Zero One: Should Banks Board the Blockchain Train?
In the summer of 2016, a whopping 93 percent of global financial executives knew about potentially disruptive blockchain technology, while only 3 percent were piloting projects, according to a Forrester survey. Not surprising given the risk-adverse nature of banking.
But signs of adoption have been showing up, especially last fall.
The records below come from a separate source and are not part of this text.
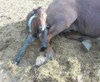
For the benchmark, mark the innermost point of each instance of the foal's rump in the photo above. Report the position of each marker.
(89, 17)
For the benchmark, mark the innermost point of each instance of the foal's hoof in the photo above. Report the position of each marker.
(43, 49)
(40, 61)
(87, 45)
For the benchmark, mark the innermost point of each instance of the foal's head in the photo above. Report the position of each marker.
(37, 20)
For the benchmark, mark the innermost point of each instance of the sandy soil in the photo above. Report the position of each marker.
(71, 64)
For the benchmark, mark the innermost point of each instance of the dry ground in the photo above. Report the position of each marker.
(71, 64)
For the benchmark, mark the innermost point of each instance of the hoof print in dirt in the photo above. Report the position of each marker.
(40, 61)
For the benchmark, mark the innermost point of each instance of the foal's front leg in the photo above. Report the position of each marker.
(27, 42)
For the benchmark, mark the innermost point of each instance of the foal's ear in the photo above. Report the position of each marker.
(34, 10)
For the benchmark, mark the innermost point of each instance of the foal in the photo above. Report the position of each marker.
(36, 23)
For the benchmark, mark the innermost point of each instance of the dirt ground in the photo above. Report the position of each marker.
(71, 63)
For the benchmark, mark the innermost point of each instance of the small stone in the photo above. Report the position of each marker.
(40, 60)
(87, 45)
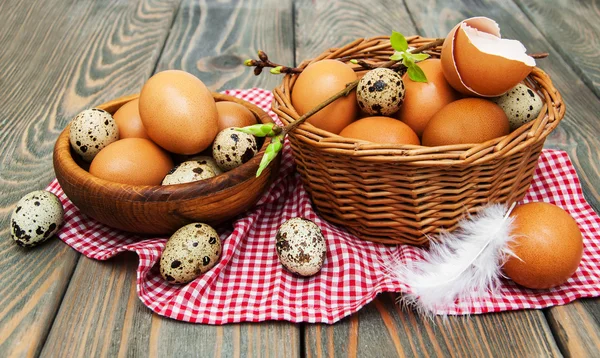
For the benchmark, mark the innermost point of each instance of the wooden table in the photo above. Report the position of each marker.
(58, 57)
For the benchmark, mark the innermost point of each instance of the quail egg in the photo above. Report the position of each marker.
(301, 246)
(521, 105)
(380, 92)
(92, 130)
(210, 161)
(188, 172)
(36, 218)
(232, 148)
(190, 251)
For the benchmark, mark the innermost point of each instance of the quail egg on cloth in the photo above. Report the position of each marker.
(232, 148)
(301, 246)
(188, 172)
(210, 161)
(92, 130)
(36, 218)
(380, 92)
(190, 251)
(521, 105)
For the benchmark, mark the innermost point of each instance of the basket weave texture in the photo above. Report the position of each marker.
(401, 194)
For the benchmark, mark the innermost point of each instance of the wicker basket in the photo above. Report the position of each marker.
(400, 194)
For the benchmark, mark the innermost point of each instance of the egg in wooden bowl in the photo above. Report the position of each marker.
(162, 209)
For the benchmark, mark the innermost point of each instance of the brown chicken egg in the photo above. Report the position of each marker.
(179, 112)
(319, 81)
(466, 121)
(381, 130)
(423, 99)
(233, 114)
(129, 122)
(134, 161)
(477, 61)
(548, 246)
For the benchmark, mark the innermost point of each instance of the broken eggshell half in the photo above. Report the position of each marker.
(477, 61)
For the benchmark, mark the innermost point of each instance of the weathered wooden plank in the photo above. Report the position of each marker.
(322, 25)
(573, 134)
(57, 58)
(210, 40)
(101, 314)
(573, 28)
(383, 329)
(575, 327)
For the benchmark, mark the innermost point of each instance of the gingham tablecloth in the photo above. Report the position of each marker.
(249, 284)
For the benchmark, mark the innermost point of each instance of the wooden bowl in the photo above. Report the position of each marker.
(161, 210)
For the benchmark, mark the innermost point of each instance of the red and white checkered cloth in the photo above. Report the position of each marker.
(249, 284)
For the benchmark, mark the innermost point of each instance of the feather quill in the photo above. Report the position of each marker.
(460, 265)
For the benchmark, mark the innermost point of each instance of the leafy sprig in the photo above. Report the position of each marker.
(402, 55)
(407, 58)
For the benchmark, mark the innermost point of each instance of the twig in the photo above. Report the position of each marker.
(350, 86)
(263, 62)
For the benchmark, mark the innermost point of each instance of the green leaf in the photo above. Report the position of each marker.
(416, 73)
(397, 56)
(260, 130)
(398, 41)
(419, 56)
(270, 153)
(407, 59)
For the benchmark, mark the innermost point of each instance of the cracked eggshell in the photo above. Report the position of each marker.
(92, 130)
(477, 61)
(380, 92)
(301, 246)
(232, 148)
(36, 218)
(521, 105)
(188, 172)
(190, 251)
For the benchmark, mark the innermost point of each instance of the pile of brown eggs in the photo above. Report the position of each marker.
(474, 93)
(174, 120)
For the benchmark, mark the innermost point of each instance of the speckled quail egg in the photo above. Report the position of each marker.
(190, 251)
(232, 148)
(36, 218)
(301, 246)
(521, 105)
(380, 92)
(92, 130)
(210, 161)
(188, 172)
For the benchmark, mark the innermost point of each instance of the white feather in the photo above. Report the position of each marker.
(460, 265)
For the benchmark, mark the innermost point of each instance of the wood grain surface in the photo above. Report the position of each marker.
(573, 31)
(384, 329)
(58, 57)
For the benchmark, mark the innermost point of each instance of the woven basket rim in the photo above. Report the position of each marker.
(378, 49)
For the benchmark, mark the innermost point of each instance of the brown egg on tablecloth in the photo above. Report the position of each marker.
(547, 246)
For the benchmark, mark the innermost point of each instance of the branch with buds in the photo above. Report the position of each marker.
(263, 61)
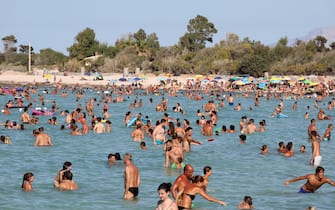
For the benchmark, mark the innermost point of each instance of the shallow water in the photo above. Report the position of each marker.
(238, 170)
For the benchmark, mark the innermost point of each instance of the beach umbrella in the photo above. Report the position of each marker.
(234, 79)
(169, 74)
(307, 81)
(111, 80)
(205, 80)
(262, 85)
(313, 84)
(301, 78)
(239, 82)
(137, 79)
Now financial executives need to tread carefully as they enter the hype stage of a technology that’s still maturing.
“The technology itself is nascent, and nobody has yet developed the governance models that form the foundation for a functioning ecosystem,” say Forrester analysts Jost Hoppermann and Martha Bennett in a research note last month. “Nevertheless, many bank executives show a degree of enthusiasm that leads to inflated expectations and high investments that may not create sufficient value.”
Blockchain-based use cases in the finance industry include post-trade processing, payments, settlements and trade finance, also called distributed ledger technology solutions, or DLT.
The second half of 2017 bore witness to a bevy of blockchain activity. Last October, Mastercard opened up its blockchain API for sending money. Blockchain-related announcements from banks and vendors followed on its heels, leading to 2017 being a big year for blockchain technology.
There’s no question banks are taking blockchain more seriously than ever, piloting projects and considering various use cases. Others are being even more aggressive.
“Fearful of missing the boat, they are investing heavily in research, proofs of concept, and pilots to gain blockchain know-how,” Hoppermann and Bennett say. “A medium-size regional bank, for example, has not yet firmly determined the best use case but plans to go live with its first operational DLT solution by mid-2018 nevertheless.”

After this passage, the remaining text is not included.